8. Send without loss of time a few
faithful
and
Confidential
Agents – Selected from
your friends
.

9. Will you individually approach the Detroit frontier next spring.

If so, state time and place where
we
may meet.
Memo
. Avoid mentioning names, in your
written communications
.

Almost five months will pass before Brock receives an answer to this memorandum. And when on July 14, at Fort George at the mouth of the Niagara River, an Indian runner finally arrives with a reply from Robert Dickson, it will already be outdated by events. Long before that, the Red-Haired Man and his friends, anticipating Brock, will have departed for the British post at St. Joseph’s to prepare for the invasion of the unsuspecting island of Mackinac.

WASHINGTON, D.C., March 20, 1812. Spring has come to the capital after an unseasonably cold winter. It is, as one newspaper points out, excellent weather for campaigning; the roads are no longer rivers of mud and slush. Why are the troops not moving north?

At the British legation on Pennsylvania Avenue this bright afternoon,
a young officer arrives with dispatches from the British foreign secretary. They tell a familiar tale. In the face of French intransigence, the British government cannot – will not – repeal the Orders in Council that are at the heart of the dispute between the two nations. Lord Wellesley has felt that decision important enough to justify chartering a special ship to rush word of it across the Atlantic.

The Minister Plenipotentiary to America, who must now carry this news to the President, is the same Augustus John Foster who once swore he would not return to Washington for ten thousand pounds a year. Nevertheless, he is back, and no longer in a junior post. His absence from the London social scene since the spring of 1811 has lost him his intended – a priggish young woman named Annabella Milbanke, who will later conclude a loveless and disastrous marriage with Lord Byron. But how could any ambitious young diplomat refuse such a promotion?

How, for that matter, could His Majesty’s government have selected Foster to be its eyes, ears, and tongue at this most critical of times? To the clear indications of approaching war Foster’s eyes are uncommonly blind, his ears remarkably deaf, and, in his dispatches, his tongue lamentably silent. At thirty-three, with his round, boyish face, he is, to quote one politician, “a pretty young gentleman … better calculated for a ballroom or a drawing room, than for a foreign minister.”

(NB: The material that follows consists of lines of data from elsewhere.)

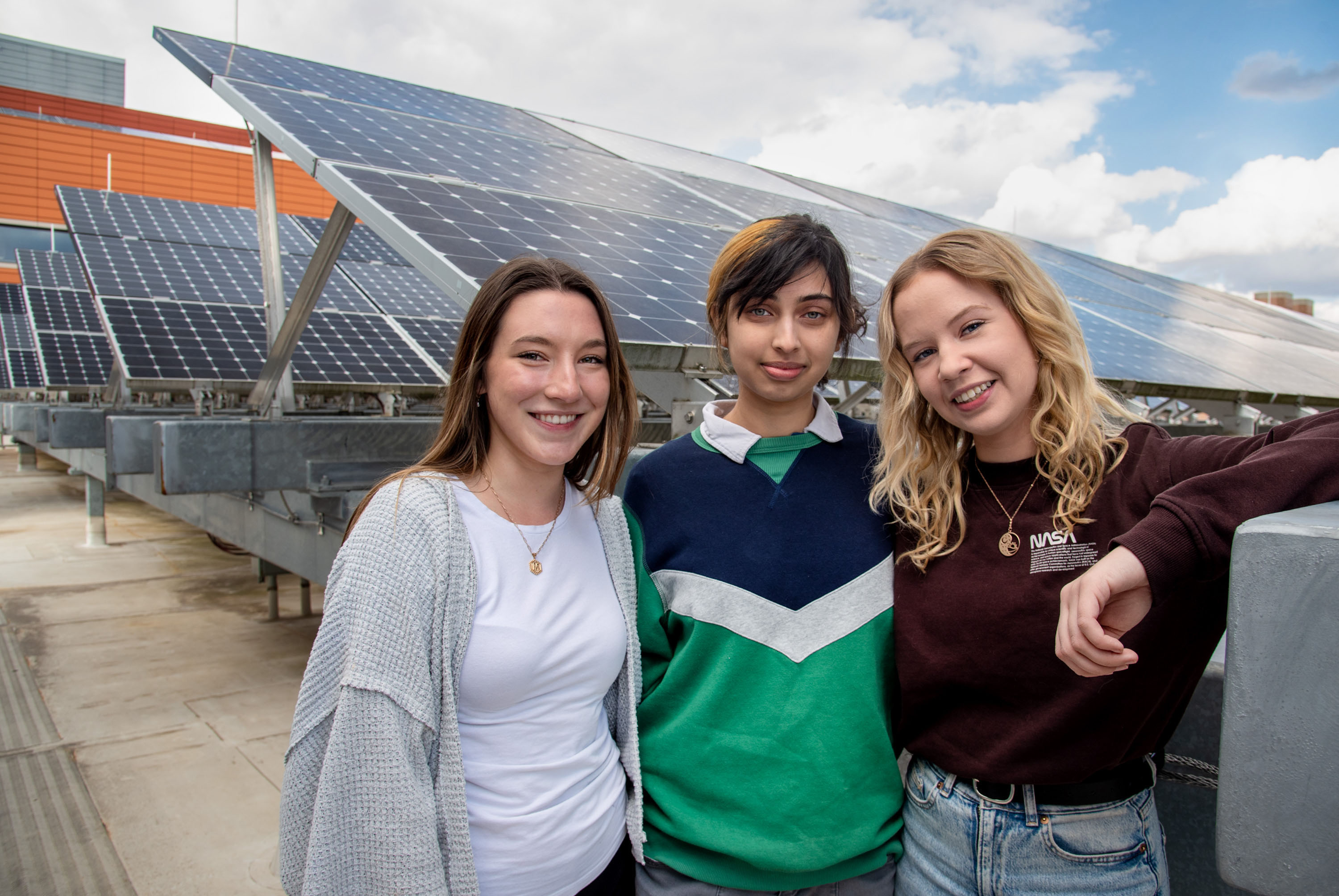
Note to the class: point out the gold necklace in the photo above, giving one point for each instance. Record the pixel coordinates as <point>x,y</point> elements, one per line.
<point>1010,543</point>
<point>536,567</point>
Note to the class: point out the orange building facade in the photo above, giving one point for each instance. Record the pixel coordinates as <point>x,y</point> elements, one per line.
<point>49,141</point>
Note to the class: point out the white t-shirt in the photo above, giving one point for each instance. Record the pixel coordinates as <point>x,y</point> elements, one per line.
<point>543,781</point>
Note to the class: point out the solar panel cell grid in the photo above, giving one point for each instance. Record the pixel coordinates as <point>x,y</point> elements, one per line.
<point>75,359</point>
<point>197,272</point>
<point>339,132</point>
<point>63,310</point>
<point>25,371</point>
<point>148,217</point>
<point>357,348</point>
<point>161,339</point>
<point>436,335</point>
<point>248,63</point>
<point>653,271</point>
<point>1121,354</point>
<point>399,290</point>
<point>50,270</point>
<point>361,245</point>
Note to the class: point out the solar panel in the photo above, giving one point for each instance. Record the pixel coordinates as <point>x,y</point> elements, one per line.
<point>17,342</point>
<point>654,271</point>
<point>456,196</point>
<point>362,243</point>
<point>134,267</point>
<point>378,138</point>
<point>149,217</point>
<point>401,290</point>
<point>436,335</point>
<point>50,271</point>
<point>207,58</point>
<point>192,340</point>
<point>71,344</point>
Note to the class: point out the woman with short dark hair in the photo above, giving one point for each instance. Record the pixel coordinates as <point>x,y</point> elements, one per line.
<point>766,603</point>
<point>466,724</point>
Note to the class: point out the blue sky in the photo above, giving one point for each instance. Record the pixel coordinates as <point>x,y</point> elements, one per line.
<point>1193,138</point>
<point>1181,59</point>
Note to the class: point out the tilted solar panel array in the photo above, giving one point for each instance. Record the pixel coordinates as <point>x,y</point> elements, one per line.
<point>18,344</point>
<point>179,286</point>
<point>73,348</point>
<point>458,185</point>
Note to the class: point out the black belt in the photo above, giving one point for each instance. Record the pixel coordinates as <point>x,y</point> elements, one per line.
<point>1117,784</point>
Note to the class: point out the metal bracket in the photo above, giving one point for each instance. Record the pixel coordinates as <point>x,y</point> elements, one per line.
<point>314,282</point>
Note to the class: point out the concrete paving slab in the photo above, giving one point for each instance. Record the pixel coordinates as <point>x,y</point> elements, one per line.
<point>161,676</point>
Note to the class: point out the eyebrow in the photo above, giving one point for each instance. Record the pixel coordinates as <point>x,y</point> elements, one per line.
<point>956,318</point>
<point>545,340</point>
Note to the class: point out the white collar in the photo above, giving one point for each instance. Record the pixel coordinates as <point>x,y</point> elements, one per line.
<point>734,441</point>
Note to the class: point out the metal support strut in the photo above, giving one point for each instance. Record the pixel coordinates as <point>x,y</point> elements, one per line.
<point>272,593</point>
<point>96,527</point>
<point>271,260</point>
<point>314,282</point>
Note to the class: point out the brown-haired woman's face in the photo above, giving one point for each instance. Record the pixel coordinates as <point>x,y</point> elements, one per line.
<point>971,359</point>
<point>547,379</point>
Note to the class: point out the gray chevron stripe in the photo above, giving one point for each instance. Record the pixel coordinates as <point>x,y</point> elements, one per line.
<point>794,633</point>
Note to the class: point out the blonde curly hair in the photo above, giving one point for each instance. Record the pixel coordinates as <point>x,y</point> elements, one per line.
<point>1077,425</point>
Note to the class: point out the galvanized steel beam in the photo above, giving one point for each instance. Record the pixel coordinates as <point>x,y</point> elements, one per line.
<point>291,330</point>
<point>271,260</point>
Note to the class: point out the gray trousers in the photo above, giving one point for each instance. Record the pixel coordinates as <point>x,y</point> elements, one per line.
<point>658,879</point>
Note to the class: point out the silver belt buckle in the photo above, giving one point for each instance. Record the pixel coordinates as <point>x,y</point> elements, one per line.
<point>998,803</point>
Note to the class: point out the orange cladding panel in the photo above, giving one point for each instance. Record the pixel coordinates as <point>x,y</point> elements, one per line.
<point>38,156</point>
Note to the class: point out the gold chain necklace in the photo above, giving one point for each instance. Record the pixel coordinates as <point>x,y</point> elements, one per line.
<point>536,567</point>
<point>1010,543</point>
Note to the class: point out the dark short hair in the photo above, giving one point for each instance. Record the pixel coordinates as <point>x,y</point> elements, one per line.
<point>768,255</point>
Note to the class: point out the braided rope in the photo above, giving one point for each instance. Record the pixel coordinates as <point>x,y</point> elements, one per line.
<point>1193,780</point>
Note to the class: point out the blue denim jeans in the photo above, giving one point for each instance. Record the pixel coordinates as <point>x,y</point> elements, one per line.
<point>959,844</point>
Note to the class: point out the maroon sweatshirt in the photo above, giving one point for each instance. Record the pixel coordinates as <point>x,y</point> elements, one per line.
<point>983,694</point>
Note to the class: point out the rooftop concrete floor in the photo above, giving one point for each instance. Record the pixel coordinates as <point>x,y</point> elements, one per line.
<point>157,665</point>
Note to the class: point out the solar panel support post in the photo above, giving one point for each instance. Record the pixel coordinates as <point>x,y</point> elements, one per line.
<point>271,263</point>
<point>308,291</point>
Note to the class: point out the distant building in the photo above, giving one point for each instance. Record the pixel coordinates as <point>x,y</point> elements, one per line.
<point>45,69</point>
<point>49,140</point>
<point>1286,300</point>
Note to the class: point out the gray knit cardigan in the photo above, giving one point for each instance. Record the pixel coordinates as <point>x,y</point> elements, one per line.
<point>374,787</point>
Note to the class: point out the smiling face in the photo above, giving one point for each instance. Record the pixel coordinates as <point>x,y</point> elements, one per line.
<point>784,344</point>
<point>547,381</point>
<point>971,361</point>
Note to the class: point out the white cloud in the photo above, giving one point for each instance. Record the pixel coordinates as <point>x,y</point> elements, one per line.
<point>1078,200</point>
<point>1268,75</point>
<point>951,156</point>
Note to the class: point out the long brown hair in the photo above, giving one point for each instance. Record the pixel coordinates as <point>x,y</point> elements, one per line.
<point>462,441</point>
<point>1077,423</point>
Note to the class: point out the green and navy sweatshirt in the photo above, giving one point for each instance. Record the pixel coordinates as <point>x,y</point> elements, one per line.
<point>765,614</point>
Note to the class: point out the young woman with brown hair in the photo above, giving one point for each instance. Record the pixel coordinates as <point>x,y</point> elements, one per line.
<point>1010,472</point>
<point>466,724</point>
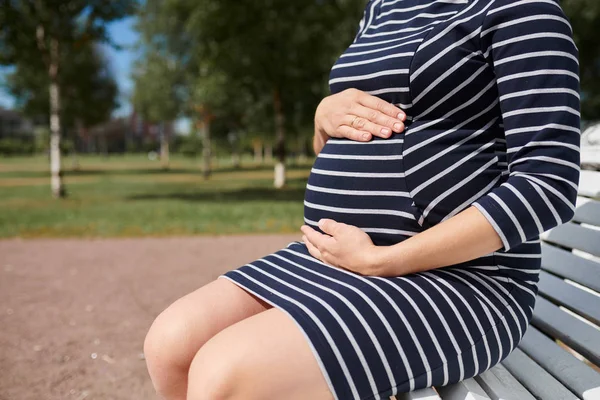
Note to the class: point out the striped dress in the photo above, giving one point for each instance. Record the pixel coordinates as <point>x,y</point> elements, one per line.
<point>491,91</point>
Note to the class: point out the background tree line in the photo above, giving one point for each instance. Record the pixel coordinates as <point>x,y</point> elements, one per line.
<point>247,73</point>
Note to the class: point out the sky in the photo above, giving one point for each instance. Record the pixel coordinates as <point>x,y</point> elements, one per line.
<point>121,62</point>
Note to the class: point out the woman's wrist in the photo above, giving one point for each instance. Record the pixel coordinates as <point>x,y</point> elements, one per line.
<point>384,261</point>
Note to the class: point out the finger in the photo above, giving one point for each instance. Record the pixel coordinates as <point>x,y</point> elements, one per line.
<point>379,118</point>
<point>319,240</point>
<point>363,124</point>
<point>354,134</point>
<point>383,106</point>
<point>329,226</point>
<point>312,249</point>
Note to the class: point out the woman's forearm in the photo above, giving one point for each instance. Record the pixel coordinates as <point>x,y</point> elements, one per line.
<point>466,236</point>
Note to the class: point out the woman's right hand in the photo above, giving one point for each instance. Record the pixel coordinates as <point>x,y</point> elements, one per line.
<point>356,115</point>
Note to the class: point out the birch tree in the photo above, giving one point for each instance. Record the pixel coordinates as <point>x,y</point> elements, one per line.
<point>40,34</point>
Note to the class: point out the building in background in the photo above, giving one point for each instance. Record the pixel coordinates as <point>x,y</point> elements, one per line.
<point>124,134</point>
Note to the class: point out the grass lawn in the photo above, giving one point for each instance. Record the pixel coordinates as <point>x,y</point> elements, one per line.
<point>132,196</point>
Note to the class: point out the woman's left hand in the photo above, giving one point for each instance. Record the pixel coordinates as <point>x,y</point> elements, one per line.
<point>344,246</point>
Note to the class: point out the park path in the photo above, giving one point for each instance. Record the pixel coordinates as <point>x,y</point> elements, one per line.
<point>74,313</point>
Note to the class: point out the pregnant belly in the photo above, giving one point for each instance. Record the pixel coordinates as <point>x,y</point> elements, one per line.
<point>363,184</point>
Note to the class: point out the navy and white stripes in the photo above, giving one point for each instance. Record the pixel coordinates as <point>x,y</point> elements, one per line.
<point>491,91</point>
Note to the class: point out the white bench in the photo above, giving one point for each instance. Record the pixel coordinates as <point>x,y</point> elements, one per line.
<point>549,362</point>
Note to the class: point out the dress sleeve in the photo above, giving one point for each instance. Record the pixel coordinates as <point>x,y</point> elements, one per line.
<point>529,45</point>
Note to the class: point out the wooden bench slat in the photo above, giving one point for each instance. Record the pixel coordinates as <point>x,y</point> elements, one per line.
<point>576,237</point>
<point>557,323</point>
<point>588,213</point>
<point>421,394</point>
<point>573,298</point>
<point>535,379</point>
<point>467,389</point>
<point>575,375</point>
<point>568,265</point>
<point>589,183</point>
<point>500,384</point>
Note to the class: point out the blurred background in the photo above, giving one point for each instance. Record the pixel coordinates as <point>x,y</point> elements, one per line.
<point>181,121</point>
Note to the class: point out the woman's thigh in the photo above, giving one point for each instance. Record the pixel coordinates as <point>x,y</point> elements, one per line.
<point>181,329</point>
<point>262,357</point>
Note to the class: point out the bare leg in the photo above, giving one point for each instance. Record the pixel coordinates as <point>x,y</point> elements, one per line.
<point>178,332</point>
<point>263,357</point>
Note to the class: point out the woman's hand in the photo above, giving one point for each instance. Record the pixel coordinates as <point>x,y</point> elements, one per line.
<point>343,246</point>
<point>356,115</point>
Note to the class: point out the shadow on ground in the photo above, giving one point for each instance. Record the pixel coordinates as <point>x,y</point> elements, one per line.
<point>229,196</point>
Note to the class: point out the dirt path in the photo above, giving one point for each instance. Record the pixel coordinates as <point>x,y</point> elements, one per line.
<point>74,313</point>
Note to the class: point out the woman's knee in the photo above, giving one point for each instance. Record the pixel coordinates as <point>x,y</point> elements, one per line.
<point>169,343</point>
<point>214,374</point>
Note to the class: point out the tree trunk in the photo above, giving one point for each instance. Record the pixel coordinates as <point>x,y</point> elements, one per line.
<point>279,140</point>
<point>164,147</point>
<point>235,159</point>
<point>258,156</point>
<point>76,140</point>
<point>206,153</point>
<point>268,153</point>
<point>301,150</point>
<point>56,183</point>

He spends a good deal of time in ballrooms, drawing rooms, and at dinner tables, entertains as many as two hundred guests at a time and lavishly overspends his expense account (perhaps to counteract the impression conveyed by his juvenile looks, for which, as he complains to his mother, the new Duchess of Devonshire, he is “greatly abused”). He seems to know everybody, rubs shoulders with all the major participants in the dangerous game being played out in the capital this spring, yet manages to miss the significance of what he sees and hears. He dines with the Speaker of the House, Henry Clay, whom he describes as “very warlike,” John C. Calhoun, the fiery young congressman from South Carolina, Peter B. Porter, the bellicose leader of the House committee on foreign relations, and other members of the ginger group known as War Hawks, but he does not believe that war will come.